"We had better send up for Erlton," said another officer aside; but Kate caught the whisper.

"Please not. I can walk up to cantonments quite well. And--I would rather have no fuss--I--I couldn't stand it."

She had stood enough and to spare, agreed the little knot of men with a thrill at their hearts as they watched her set off in the moonlight with Captain Morecombe and an orderly. They were to go straight to the Major's tent; and if he was still at mess, which was more than likely, since it was only half-past nine, Captain Morecombe was to leave her there and go on with the news. There would be no fuss, of that she might be sure, said the latter, forbearing even to speak to her on the way, save to ask her if she felt all right.

"I feel as if I had just been born," she said slowly. In truth, she was wondering if that spinning of the Great Wheel toward Life again brought with it this forlornness, this familiarity.

[CHAPTER IV.]

AT LAST.

No fuss indeed! Kate, as she sat in her husband's little tent waiting for him to come to her, felt that so far she might have arrived from a very ordinary journey. The bearer, it is true, who had been the Major's valet for years, had salaamed more profoundly than usual, had even put up a pious prayer, and expressed himself pleased; but he had immediately gone off to fetch hot water, and returning with it and clean towels, had suggested mildly that the mem might like to wash her face and hands. Kate, with a faint smile, felt there was no reason why she should not. She need not look worse than necessary. But she paused almost with a gasp at the familiar half-forgotten luxuries. Scented soap! a sponge--and there on the camp table a looking-glass! She glanced down with a start at the little round one in the ring she wore; then went over to the other. A toilet cover, brushes, and combs, her husband's razors, gold studs in a box; and there, her own photograph in a frame, a Bible, and a prayer book, the latter things bringing her no surprise, no emotion of any kind. For they had always been fixtures on Major Erlton's dressing-table, mute evidences to no sentiment on his part, but simply to the bearer's knowledge of the proprieties and the ways of real sahibs. But the other things she saw made her heart grow soft. The little camp bed, the simplicity and hardness of all in comparison with what her husband had been wont to demand of life; for he had always been a real prince, feeling the rose-leaf beneath the feather bed, and never stinting himself in comfort. Then the swords, and belts, and Heaven knows what panoply of war--not spick-and-span decorations as they used to be in the old days, but worn and used--gave her a pang. Well! he had always been a good soldier, they said.

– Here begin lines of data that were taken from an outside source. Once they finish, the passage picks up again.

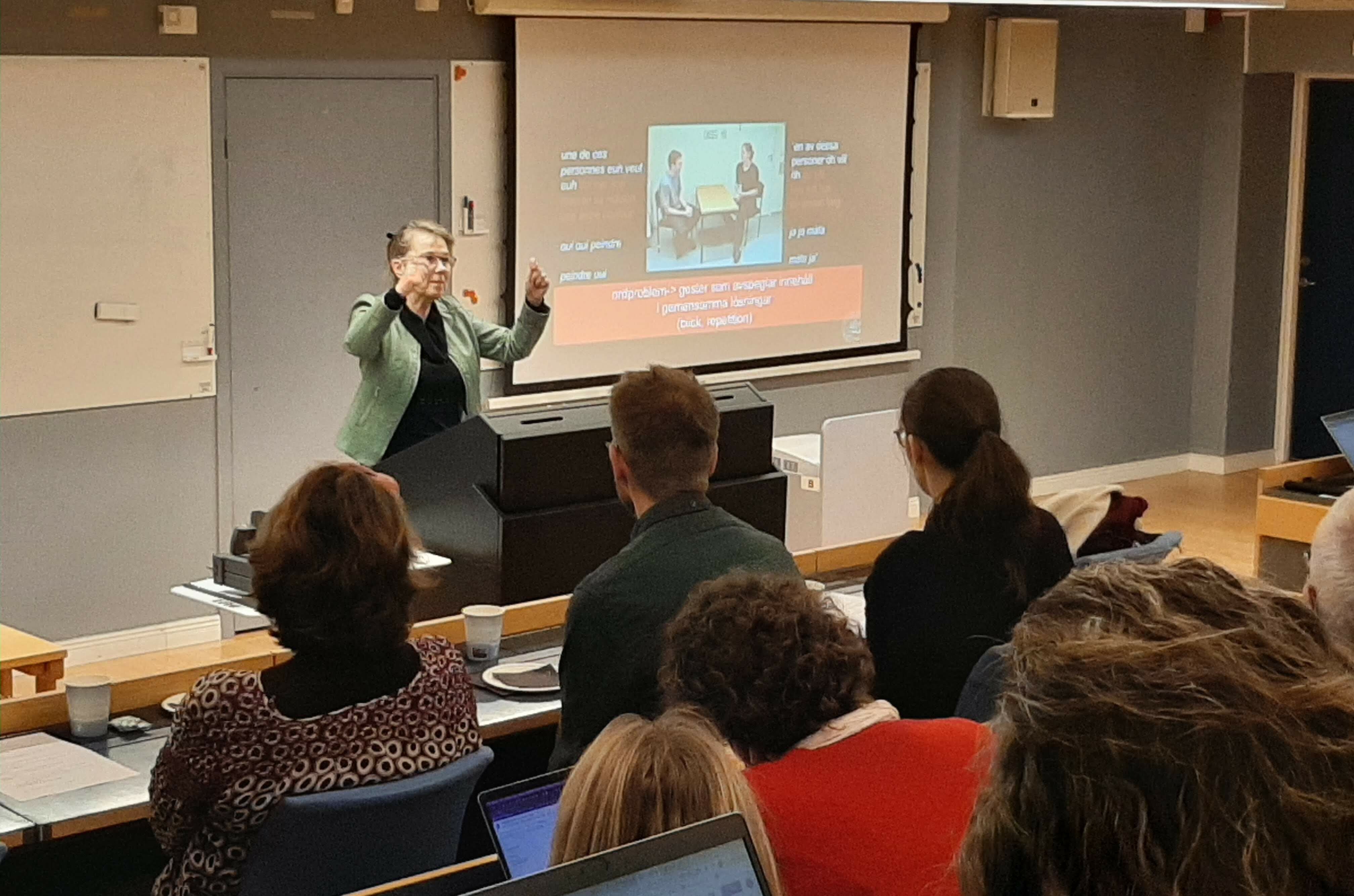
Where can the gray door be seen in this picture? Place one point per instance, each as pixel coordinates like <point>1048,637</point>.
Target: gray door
<point>319,170</point>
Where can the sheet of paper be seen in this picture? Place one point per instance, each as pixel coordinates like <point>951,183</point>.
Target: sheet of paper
<point>38,765</point>
<point>852,604</point>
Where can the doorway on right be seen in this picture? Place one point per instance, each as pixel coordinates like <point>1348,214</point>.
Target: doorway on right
<point>1323,362</point>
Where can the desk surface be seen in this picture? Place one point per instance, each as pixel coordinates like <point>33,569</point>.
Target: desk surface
<point>118,802</point>
<point>14,829</point>
<point>715,201</point>
<point>22,649</point>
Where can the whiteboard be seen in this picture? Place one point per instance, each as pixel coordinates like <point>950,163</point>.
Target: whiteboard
<point>105,197</point>
<point>866,480</point>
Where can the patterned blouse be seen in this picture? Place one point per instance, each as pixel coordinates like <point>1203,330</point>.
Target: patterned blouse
<point>232,757</point>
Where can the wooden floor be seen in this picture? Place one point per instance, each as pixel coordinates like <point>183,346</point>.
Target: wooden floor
<point>1216,515</point>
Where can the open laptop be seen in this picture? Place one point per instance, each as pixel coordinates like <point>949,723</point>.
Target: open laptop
<point>522,822</point>
<point>711,857</point>
<point>1342,434</point>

And then, interrupting her thoughts, the old khânsaman had come in, having taken time to array himself gorgeously in livery. The Father of the fatherless and orphan, he said, whimperingly, alluding to the fact that he had lost both parents--which, considering he was past sixty, was only to be expected--had heard his prayer. The mem was spared to Freddy-baba. And would she please to order dinner. As the Major-sahib dined at mess, her slave was unprepared with a roast. Fish also would partake of tyranny; but he could open a tin of Europe soup, and with a chicken cutlet--Kate cut him short with a request for tea; by and by, when--when the Major-sahib should have come. And when she was alone again, she shivered and rested her head on her crossed arms upon the table beside which she sat, with a sort of sob. This--Yes!--this of all she had come through was the hardest to bear. This surge of pity, of tenderness, of unavailing regret for the past, the present, the future. What?--What could she say to him, or he to her, that would make remembrance easier, anticipation happier?

Hark! there was his step! His voice saying goodnight to Captain Morecombe.

"I hope she will be none the worse," came the reply. "Good-night, Erlton--I'm--I'm awfully glad, old fellow."